Well, to judge by Twitter, everyone had a great time. We called Whitt, Rabinowitz and Garson to talk about how the day went from an organizers perspective.
From the moment D.C. CTO Archana Vemulapalli gave the kickoff speech, Garson said, “so many people were so excited.” And for her, given that Tech Lady Hackathons of years passed were big milestones in her growth as a developer, moments when she felt truly supported in the journey, it was wonderful to see so many other women having that same experience.
— Joy M. Whitt (@joymwhitt) October 22, 2016
For Rabinowitz, the day was, quite simply, “incredible.”
“It was super electric and I’m still amped and exhausted and full of feelings,” she said.
In our conversation she highlighted the community surrounding the event as a specific contributor to those feelings — newbies at their first hackathons (about half the crowd) left excited and more established devs left revitalized.
— Kate Rabinowitz (@DataLensDC) October 23, 2016
And this feeling of community permeated all parts of the day — from those that went as planned to those that, inevitably, did not. “As with every event there are things that don’t go as planned…” Rabinowitz said. Case in point: She found out at 4 a.m. the morning of the hackathon that the teacher for the intro to HTML and CSS workshop would not be able to attend. And, this being a pretty fundamental workshop, she was sent looking for a replacement with only hours to spare. Ultimately, Rabinowitz said, this could not have gone better — DCFemTech and DC Tech Meetup co-organizer Jessica Bell immediately stepped in to take on the responsibility.
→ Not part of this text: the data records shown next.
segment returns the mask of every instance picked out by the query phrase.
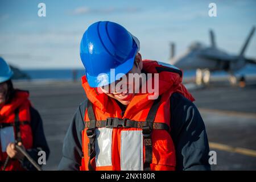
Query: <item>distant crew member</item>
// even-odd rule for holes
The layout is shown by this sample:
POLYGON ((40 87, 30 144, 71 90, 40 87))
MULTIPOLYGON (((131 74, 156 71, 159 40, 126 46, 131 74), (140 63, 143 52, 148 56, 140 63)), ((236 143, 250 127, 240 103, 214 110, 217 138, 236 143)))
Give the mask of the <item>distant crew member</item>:
POLYGON ((67 133, 60 170, 210 169, 205 127, 181 71, 142 60, 139 49, 138 39, 117 23, 98 22, 85 31, 88 99, 67 133))
POLYGON ((35 170, 15 144, 26 150, 36 162, 39 151, 46 152, 47 159, 49 150, 41 117, 28 100, 28 92, 14 88, 13 75, 0 57, 0 170, 35 170))

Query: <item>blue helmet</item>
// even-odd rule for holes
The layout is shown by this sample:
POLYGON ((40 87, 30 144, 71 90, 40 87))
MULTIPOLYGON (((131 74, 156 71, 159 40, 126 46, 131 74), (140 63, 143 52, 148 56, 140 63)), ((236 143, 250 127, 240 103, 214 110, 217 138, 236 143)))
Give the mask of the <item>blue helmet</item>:
POLYGON ((7 63, 0 57, 0 83, 10 79, 13 72, 7 63))
POLYGON ((138 39, 116 23, 98 22, 90 25, 80 44, 80 57, 90 86, 108 85, 128 73, 139 49, 138 39), (114 77, 110 77, 111 69, 114 69, 114 77))

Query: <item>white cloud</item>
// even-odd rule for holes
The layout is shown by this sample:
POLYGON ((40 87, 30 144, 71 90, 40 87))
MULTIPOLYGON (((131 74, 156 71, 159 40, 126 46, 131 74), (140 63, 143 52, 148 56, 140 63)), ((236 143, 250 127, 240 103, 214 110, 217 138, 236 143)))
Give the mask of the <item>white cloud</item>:
POLYGON ((134 13, 140 10, 137 7, 116 8, 113 7, 105 9, 91 9, 86 6, 79 7, 71 11, 69 14, 72 15, 83 15, 86 14, 109 14, 115 13, 134 13))

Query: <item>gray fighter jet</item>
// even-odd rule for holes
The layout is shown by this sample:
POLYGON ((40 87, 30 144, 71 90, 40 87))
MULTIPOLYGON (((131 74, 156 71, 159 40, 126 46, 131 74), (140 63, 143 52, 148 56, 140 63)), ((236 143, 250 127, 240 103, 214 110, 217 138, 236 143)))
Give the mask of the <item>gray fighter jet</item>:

Garson recounted another story of how one speaker was missing, but that actually enabled an impromptu and organic discussion about how to organize community events — a highlight of her day, as it turned out.
— Jessica Garson (@jessicagarson) October 27, 2016
So what now? “We want people to not only feel this way once a year,” Garson said.
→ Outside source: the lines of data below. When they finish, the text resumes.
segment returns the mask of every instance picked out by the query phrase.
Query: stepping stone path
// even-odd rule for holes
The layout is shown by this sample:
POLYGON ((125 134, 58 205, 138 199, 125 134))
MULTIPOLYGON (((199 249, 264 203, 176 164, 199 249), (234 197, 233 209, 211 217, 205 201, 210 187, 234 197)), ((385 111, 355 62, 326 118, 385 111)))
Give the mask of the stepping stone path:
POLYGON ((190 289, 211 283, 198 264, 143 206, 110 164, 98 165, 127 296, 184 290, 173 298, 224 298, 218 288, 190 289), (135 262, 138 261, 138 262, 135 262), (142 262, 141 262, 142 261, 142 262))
Indeed, Rabinowitz added, the team is trying to figure out how to make Tech Lady more than a one day, once a year experience. That’s still in the works. In the mean time, all the participants of Tech Lady are lucky to live in a city with a sizable amount of resources for female developers and women in tech more broadly — think Women Who Code DC, Girl Develop It or DC PyLadies. According to Whitt, over 100 new people have joined Hear Me Code since the hackathon.